Fact 2) If the net flow at each vertex is zero (no sources or sinks) then the flow is uniquely determined by a function on the cycle space.
Proof of Fact 1. Consider the map $Fl$ sending a potential $f$ to the set of net flows at each vertex. $Fl$ is linear, and constant potentials are in the kernel. I claim that this is the whole kernel. Indeed, if there is a vertex with a maximal potential, it will have a negative net flow from it, unless all its neighbours have the same potential. As the graph is connected, the only potentials with no flow at any vertex are constant ones.
$Fl$ is a map between vector spaces of the same dimension. As the kernel of $Fl$ is one dimensional, so is the cokernel. Note that $Fl$ lands in the subset of all tuples of net flows with the zero sum (in the summ of all net flows each edge is counted twice, once with plus and once with minus). Hence $Fl$ hits any net flow tuple with total flow zero, and any such tuple of net flows comes from unique potential, up to an overall scalar, as wanted. End of proof of Fact 1.
Proof of Fact 2: Given any linear function $G$ on the cycle space, we can define the flow $E=F(G)$ on each edge $e$ to be the sum of $G(c)$ for cycles $c$ with $e$ in $c$. This of course lands in the flows with zero net flow at each vertex (this is clear by considering what happens to a dual function to any cycle $c$ and the fact that the assignment $F$ is linear). Observe that there is a basis $c_k$ of the cycle space and edges $e_k$ with $e_k$ in $c_k$ and no $c_l$ for $l \neq k$ (the edges in the complement of the spanning tree will do), so $F$ is injective. Finally, dimension count shows $F$ is an isomorphism. End of proof of Fact 2.

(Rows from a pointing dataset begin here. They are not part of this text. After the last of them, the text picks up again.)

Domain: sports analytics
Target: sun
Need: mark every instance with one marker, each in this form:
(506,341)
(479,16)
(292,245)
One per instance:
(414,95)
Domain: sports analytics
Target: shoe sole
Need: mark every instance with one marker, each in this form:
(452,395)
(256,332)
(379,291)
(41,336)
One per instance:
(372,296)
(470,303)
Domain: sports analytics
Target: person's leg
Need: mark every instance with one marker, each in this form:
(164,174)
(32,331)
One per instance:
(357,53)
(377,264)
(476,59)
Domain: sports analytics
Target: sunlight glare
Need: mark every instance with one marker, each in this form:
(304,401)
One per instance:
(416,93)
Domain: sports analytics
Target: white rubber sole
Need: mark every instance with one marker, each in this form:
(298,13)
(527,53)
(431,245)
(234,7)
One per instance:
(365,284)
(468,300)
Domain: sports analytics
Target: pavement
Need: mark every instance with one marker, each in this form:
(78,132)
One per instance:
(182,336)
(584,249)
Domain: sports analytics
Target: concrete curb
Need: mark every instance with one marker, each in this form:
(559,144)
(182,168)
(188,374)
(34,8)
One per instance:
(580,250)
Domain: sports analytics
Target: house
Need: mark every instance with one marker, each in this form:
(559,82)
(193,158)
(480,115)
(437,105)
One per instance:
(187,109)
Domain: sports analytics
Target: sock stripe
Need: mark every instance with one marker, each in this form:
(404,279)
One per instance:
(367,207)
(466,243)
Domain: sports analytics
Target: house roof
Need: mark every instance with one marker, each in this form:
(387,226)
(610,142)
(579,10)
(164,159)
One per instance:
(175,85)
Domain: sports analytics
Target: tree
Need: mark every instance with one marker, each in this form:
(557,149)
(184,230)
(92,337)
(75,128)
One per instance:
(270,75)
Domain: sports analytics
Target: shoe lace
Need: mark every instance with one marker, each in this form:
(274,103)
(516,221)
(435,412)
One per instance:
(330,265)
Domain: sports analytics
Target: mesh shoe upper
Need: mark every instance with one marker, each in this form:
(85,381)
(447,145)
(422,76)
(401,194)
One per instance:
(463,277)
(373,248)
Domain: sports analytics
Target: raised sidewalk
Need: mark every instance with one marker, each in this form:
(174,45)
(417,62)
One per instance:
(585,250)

Now if we fix a collection of sources and sinks, this determines a unique flow $E$ which is zero on cycles by Fact 1. The difference of any flow $E'$ with these sinks and cycles and $E$ has zero net flow on each vertex, and hence corresponds to a linear function on the cycle space by Fact 2. The end.
(Of original answer.)
Comment:
What the long argument above does is as folows: One can view flows as cochains instead of chains. That is, since $C(E)$ comes with a basis, it has a prefered isomorphism $I_e$ to $\operatorname{Hom}(C(E), \mathbb{R})$. Similarly there is a prefered isomorphism $I_v$ from $C(v)$ to $\operatorname{Hom}(C(V), \mathbb{R})$. The map $\delta$ has the dual $\delta ^*:\operatorname{Hom}(C(V), \mathbb{R}) \mapsto \operatorname{Hom}(C(E), \mathbb{R})$ sending a potential (thought of as a map from vertices to $\mathbb{R}$) to its flow (there should be a (non-commutative) diagram here). Fact 1 above is that the composition $\delta \cdot I_c \cdot \delta^*$ is an isomorphism from $\operatorname{Hom}(C(V), \mathbb{R})/\operatorname{constants}$ to $\operatorname{Im} \delta$. Fact 2 is that the kernel of $\delta$ is the cycle space (or its dual). All of this presumably in some standard book.